El guante es un atuendo muy antiguo. Fue encontrado en la tumba del joven faraón egipcio Tutankhamun, quien reinó desde 1361 hasta 1352 antes de nuestra era. Los pueblos nórdicos de Europa lo usaron para proteger las manos del frío. Los confeccionaban de piel de animales. La propia palabra viene del sueco wante y este del latín wantus. En algunas ceremonias litúrgicas del catolicismo europeo, allá por el siglo VII, los sacerdotes solían usar guantes. En la Edad Media el guante se convirtió en un distintivo de elegancia y desempeñó un papel muy importante en la vida caballeresca.
Hay varias leyendas en torno al guante.
Una de ellas, recogida y recordada por varios literatos, se originó en España en tiempo de los reyes católicos. Su protagonista fue don Manuel de León. El propio Cervantes, en el episodio de los leones, llama a don Quijote “segundo y nuevo don Manuel de León que fue honra y gloria de los españoles caballeros”. La leyenda cuenta que, con el propósito de probar el amor de su pretendiente, una dama dejó caer en aparente descuido su guante en la jaula de los leones, ante la mirada de los caballeros y damas presentes.

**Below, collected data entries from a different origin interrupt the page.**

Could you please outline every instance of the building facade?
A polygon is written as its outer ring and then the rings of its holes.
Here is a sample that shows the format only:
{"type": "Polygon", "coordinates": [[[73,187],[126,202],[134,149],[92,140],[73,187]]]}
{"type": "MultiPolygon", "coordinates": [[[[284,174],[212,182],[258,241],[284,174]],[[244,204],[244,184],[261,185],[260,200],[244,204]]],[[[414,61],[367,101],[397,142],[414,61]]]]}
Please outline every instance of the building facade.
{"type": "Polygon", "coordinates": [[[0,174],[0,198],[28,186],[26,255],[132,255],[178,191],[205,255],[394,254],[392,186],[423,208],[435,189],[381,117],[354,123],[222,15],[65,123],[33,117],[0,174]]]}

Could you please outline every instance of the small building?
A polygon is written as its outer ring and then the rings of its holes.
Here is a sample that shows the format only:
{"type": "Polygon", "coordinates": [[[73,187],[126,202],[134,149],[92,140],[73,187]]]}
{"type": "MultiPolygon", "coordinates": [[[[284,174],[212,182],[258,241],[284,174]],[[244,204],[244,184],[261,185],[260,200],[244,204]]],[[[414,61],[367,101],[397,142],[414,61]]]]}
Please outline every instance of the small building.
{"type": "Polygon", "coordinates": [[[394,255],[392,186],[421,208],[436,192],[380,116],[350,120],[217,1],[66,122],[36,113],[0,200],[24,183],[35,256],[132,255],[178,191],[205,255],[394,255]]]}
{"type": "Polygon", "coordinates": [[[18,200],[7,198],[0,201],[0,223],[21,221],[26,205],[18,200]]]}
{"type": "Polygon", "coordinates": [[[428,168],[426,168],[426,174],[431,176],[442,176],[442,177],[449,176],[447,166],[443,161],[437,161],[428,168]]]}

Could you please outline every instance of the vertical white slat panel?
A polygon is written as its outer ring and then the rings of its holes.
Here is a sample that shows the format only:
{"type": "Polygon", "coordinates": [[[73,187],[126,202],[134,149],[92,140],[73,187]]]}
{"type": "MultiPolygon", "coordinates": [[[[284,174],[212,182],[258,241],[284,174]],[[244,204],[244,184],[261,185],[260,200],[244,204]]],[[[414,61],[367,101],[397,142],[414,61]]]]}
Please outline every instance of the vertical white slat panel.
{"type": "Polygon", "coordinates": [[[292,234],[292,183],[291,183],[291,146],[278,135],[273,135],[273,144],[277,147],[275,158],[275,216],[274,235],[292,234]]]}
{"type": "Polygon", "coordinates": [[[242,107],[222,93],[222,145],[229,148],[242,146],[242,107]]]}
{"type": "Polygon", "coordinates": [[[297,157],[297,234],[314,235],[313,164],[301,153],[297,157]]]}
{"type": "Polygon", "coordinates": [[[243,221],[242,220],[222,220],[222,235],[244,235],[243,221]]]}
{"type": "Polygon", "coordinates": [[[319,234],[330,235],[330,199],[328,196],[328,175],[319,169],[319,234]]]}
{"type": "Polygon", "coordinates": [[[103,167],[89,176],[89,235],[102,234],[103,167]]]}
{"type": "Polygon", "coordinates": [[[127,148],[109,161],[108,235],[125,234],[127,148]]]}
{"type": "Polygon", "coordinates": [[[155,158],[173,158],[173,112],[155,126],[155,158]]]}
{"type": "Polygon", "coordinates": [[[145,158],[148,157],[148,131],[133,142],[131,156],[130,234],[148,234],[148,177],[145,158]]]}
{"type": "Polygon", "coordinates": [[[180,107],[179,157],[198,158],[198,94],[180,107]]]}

En osada acción, don Manuel de León recogió el guante y, al entregarlo a su dueña, le dio un bofetón en el rostro para que “otro día, por un guante desastrado, no pongáis en riesgo de honra a tanto buen fijodalgo”. La dama, vencida, le ofreció su mano por su valentía.
Probablemente este es el antecedente de la práctica de “arrojar el guante” como señal de desafío y la de “recoger el guante” como aceptación del reto, entre los hidalgos y caballeros de pasadas épocas.
A semejanza de don Manuel de León, que asumió el desafío amatorio de su dama dentro de la jaula de los leones, los caballeros posteriores acostumbraron lanzar el guante como signo de desafío y recogerlo como señal de aceptación, ceremonia usual en el mundo caballeresco de aquellos tiempos.
Este era el ritual de los >duelos. El retador arrojaba el guante para plantear el desafío, generalmente por razones de honor, y el retado lo recogía en señal de aceptación. Planteada así la situación, la ceremonia del duelo tenía lugar de acuerdo con las reglas del código de honor que regía estos lances.
Entre los numerosos libros que se han escrito sobre el tema se destacan el “Ensayo sobre el Duelo” (1836) que escribió en Francia el conde de Chateauvillard y “Lances de Caballeros” (1900) del Marqués de Cabriñana en España, que contienen las normas de honor sobre las personas que pueden batirse, las ofensas por las que han de hacerlo, la intervención de los padrinos y los testigos, la elección de las armas y las demás formalidades de los lances de honor.
La práctica de antaño ha desaparecido pero ha sobrevivido la frase “arrojar el guante” para significar desafío a combate y también la de “recoger el guante” como signo de asunción del reto.